Diversamente, per il rilascio del porto d’armi, il certificato di idoneità psichica e fisica può essere rilasciato, in modo esclusivo, da medici specialisti in medicina legale, distretti sanitari delle aziende sanitarie locali, ovvero dalle strutture sanitarie militari o della Polizia di Stato o dai singoli medici della Polizia di Stato, dai vigili del fuoco o da medici militari, purché siano in servizio permanente ed effettivamente in servizio.

In altre parole, per il rilascio del porto d’armi occorre il Certificato di idoneità psico-fisica che potrà essere rilasciato esclusivamente da:

  • uffici medico-legali;
  • distretti Sanitari delle Aziende Sanitarie locali o dalle strutture sanitarie militari o della Polizia di Stato;
  • singoli medici della Polizia di Stato, dei Vigili del Fuoco o da medici militari, purché siano in servizio permanente e in attività di servizio.

Queste sono a grandi linee le condizioni per avere e portare armi in Italia.

Deve poi ricordarsi che l’Autorità di Pubblica Sicurezza gode di un potere pienamente discrezionale (financo eccessivo come molte sentenze hanno ampiamente dimostrato) nella valutazione del soggetto richiedente, che può vedersi revocato o negato il permesso anche senza la commissione di alcun reato o addirittura di alcun fatto; bastando valutazioni al limite dell’arbitrio.

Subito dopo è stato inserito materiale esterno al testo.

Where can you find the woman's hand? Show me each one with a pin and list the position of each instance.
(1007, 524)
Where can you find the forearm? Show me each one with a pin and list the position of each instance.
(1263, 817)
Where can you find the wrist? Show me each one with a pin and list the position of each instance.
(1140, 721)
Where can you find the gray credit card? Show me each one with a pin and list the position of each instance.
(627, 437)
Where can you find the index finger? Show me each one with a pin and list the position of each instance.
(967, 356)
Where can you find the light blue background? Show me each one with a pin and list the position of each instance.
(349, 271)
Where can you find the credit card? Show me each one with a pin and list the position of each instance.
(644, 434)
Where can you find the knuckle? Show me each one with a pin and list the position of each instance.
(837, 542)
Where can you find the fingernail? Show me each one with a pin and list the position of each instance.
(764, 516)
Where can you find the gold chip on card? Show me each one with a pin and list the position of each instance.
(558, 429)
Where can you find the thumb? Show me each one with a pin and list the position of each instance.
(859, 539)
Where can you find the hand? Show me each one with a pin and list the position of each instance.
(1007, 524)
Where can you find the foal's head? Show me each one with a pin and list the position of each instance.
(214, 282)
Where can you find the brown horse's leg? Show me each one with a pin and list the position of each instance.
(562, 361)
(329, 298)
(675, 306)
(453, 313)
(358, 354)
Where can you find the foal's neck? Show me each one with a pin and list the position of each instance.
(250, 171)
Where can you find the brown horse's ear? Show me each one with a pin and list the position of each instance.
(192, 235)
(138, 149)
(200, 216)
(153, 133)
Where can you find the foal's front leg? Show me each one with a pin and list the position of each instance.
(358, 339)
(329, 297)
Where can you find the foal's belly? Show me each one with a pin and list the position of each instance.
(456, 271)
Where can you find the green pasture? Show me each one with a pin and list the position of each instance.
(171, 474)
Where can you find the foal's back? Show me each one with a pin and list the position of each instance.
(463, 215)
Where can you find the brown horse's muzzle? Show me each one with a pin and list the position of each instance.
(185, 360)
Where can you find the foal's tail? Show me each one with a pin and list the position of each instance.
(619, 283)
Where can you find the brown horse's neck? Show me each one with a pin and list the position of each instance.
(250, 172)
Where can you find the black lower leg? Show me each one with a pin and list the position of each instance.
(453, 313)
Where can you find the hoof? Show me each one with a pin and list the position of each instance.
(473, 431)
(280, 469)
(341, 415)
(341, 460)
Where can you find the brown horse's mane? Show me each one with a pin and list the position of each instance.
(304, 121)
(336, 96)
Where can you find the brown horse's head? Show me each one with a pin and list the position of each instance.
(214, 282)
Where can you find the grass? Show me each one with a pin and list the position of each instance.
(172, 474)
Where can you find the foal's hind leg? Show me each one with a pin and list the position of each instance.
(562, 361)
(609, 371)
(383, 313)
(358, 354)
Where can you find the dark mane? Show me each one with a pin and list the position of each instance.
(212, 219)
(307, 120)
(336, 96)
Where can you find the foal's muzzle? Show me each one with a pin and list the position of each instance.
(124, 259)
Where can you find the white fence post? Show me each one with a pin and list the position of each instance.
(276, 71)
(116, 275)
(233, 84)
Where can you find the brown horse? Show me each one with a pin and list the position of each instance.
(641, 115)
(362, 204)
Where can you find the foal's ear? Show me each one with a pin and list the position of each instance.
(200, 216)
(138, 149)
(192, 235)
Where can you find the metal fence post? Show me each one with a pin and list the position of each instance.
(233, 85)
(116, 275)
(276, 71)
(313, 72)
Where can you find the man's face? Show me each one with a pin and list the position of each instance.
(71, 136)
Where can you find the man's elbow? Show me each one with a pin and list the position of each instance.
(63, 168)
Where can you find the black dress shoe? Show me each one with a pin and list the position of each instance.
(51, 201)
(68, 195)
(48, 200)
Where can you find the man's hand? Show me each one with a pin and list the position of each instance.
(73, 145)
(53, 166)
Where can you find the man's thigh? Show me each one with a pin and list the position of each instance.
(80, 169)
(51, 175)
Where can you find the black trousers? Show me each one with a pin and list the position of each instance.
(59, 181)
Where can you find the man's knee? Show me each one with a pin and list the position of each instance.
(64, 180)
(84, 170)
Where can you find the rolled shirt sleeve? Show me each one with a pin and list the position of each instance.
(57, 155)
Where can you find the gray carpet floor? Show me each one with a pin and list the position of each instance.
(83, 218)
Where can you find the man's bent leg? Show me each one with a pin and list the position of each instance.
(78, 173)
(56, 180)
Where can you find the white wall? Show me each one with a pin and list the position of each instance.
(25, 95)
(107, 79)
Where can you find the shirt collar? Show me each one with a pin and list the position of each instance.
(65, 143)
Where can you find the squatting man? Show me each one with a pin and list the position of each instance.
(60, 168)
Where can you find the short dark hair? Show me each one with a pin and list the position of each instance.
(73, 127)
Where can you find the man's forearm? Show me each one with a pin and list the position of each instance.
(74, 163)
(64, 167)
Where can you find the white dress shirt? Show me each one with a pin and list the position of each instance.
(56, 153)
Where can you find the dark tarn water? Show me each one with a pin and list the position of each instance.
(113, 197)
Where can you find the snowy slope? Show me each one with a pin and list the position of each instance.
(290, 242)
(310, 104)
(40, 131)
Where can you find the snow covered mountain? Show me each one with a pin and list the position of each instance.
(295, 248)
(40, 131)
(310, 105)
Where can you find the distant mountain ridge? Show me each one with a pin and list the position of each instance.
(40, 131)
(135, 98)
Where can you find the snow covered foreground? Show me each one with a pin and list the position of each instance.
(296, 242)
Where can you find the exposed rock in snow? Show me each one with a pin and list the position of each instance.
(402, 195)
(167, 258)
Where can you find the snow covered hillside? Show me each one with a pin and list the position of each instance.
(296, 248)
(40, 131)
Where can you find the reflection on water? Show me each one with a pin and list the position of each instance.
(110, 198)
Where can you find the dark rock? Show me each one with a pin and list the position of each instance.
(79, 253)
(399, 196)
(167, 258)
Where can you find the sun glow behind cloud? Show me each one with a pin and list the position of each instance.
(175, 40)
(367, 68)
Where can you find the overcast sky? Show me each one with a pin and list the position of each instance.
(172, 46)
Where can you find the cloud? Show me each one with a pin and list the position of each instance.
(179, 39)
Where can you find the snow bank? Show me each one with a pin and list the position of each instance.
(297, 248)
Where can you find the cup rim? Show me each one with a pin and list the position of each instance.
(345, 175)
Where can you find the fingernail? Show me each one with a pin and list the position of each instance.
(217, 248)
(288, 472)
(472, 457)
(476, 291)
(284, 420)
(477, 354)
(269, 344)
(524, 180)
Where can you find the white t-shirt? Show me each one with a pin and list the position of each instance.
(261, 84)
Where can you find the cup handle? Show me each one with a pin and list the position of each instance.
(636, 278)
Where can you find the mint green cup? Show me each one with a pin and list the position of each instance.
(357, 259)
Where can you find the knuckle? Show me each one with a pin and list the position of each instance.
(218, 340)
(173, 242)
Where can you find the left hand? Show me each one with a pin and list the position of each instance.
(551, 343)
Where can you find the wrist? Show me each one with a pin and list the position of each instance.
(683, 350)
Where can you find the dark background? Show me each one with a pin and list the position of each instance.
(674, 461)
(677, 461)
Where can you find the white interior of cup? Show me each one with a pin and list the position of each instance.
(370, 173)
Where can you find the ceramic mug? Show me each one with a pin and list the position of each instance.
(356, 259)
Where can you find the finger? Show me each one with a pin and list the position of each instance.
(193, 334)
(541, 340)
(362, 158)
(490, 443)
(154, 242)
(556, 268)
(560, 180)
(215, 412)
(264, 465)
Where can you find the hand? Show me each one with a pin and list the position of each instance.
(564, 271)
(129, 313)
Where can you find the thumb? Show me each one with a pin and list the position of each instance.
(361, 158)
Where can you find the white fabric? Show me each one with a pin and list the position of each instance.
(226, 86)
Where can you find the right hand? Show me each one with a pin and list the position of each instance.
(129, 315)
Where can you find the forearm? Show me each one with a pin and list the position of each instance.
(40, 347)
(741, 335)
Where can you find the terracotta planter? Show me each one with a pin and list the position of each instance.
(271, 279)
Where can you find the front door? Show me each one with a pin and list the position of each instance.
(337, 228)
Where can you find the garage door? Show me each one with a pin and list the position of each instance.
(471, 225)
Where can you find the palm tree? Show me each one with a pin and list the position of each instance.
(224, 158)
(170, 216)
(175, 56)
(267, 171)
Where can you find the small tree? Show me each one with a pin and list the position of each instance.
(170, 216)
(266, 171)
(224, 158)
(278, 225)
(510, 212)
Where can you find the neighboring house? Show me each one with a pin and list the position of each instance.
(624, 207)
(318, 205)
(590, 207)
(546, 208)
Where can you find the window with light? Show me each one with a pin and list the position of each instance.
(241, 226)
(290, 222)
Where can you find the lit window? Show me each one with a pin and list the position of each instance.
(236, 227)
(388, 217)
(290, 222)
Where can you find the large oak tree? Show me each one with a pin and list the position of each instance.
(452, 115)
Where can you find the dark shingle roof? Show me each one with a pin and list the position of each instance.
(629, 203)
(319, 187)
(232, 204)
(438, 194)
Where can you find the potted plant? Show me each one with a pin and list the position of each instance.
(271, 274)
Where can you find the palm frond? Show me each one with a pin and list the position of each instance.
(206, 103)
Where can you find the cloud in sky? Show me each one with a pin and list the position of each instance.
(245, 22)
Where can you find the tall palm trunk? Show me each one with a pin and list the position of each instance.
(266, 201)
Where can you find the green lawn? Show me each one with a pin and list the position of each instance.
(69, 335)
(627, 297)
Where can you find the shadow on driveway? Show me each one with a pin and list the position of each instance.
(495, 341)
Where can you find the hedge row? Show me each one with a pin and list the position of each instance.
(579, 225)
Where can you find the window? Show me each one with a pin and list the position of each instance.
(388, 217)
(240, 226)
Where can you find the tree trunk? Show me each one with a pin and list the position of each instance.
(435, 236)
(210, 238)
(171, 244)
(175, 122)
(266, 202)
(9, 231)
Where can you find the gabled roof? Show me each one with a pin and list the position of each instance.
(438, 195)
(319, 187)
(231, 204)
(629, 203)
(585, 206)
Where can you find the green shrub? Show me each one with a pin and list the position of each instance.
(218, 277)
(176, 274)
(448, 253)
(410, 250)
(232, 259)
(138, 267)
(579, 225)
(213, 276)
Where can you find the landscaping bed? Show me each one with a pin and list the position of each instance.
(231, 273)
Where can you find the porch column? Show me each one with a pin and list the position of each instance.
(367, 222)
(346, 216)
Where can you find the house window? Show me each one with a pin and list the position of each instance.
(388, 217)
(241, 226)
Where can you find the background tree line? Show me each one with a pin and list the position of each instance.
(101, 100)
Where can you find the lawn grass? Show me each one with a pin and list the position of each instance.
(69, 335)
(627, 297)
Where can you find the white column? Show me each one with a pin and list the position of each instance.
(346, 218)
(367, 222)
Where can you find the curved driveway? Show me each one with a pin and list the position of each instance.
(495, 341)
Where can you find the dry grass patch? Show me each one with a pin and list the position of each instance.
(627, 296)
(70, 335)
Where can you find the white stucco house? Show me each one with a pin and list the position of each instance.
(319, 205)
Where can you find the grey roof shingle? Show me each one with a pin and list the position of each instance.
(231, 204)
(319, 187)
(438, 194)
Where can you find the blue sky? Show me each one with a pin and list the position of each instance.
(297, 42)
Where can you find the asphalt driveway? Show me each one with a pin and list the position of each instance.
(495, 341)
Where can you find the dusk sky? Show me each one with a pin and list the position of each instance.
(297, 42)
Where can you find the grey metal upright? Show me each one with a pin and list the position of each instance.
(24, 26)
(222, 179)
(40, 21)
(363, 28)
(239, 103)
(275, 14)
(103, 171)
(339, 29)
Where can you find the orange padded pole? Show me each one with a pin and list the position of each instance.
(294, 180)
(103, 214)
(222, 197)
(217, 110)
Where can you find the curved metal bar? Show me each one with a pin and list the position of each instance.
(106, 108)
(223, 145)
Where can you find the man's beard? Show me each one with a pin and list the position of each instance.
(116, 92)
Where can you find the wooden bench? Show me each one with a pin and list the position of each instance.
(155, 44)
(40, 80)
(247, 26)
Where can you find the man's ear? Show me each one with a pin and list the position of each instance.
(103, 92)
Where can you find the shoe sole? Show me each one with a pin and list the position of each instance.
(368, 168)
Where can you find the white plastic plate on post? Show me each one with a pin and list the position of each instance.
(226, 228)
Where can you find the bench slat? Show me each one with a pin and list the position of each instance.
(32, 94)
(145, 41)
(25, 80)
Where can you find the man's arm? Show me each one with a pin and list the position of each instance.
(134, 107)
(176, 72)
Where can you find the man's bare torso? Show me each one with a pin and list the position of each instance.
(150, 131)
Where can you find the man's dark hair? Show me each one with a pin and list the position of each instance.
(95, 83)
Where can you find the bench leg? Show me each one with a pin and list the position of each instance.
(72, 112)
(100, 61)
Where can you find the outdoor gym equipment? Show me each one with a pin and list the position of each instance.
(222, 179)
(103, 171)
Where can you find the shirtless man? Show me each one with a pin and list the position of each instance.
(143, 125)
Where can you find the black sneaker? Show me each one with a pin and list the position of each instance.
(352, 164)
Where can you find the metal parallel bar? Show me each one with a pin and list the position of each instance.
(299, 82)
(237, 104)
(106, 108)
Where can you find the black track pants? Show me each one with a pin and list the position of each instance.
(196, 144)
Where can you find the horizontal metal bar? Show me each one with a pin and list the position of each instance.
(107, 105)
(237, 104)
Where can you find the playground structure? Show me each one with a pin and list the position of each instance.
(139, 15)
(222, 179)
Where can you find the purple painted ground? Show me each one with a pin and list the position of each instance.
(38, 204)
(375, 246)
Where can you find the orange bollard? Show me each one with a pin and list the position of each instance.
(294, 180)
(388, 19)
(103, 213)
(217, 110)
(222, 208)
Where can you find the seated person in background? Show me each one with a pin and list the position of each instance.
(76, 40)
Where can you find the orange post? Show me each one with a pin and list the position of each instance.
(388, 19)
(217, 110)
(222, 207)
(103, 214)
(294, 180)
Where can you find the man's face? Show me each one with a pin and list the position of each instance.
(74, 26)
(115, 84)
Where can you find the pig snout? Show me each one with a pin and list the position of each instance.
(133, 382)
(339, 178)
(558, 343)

Quindi appare strano che ogni qual volta capiti un fatto di sangue ci si scagli non contro la mancanza o la superficialità di chi doveva controllare e non sembra averlo fatto (in un paese piccolo le forze dell’ordine dovrebbero avere il polso della situazione non dico di tutti i residenti ma quasi) ma si chiede a gran voce la limitazione delle armi regolari (già in numero limitatissimo) senza peraltro argomentare sulle ragioni per cui tale limitazione si invoca né indicare le eventuali criticità a cui si vorrebbe porre rimedio; ma ripetendo come un mantra che le armi sono troppe.

Appare evidente che dire le armi uccidono sia una frase senza senso; le armi in sé sono neutre e uccidono come moltissime altre cose se si usano in modo sbagliato; anche le auto uccidono ma a nessuno passa per la testa di abolirle, si cerca di contrastare l’uso scorretto.

Forse la tragedia di Ardea dovrebbe insegnarci a vedere esattamente il problema non ad usarla per spingere le nostre personali convinzioni.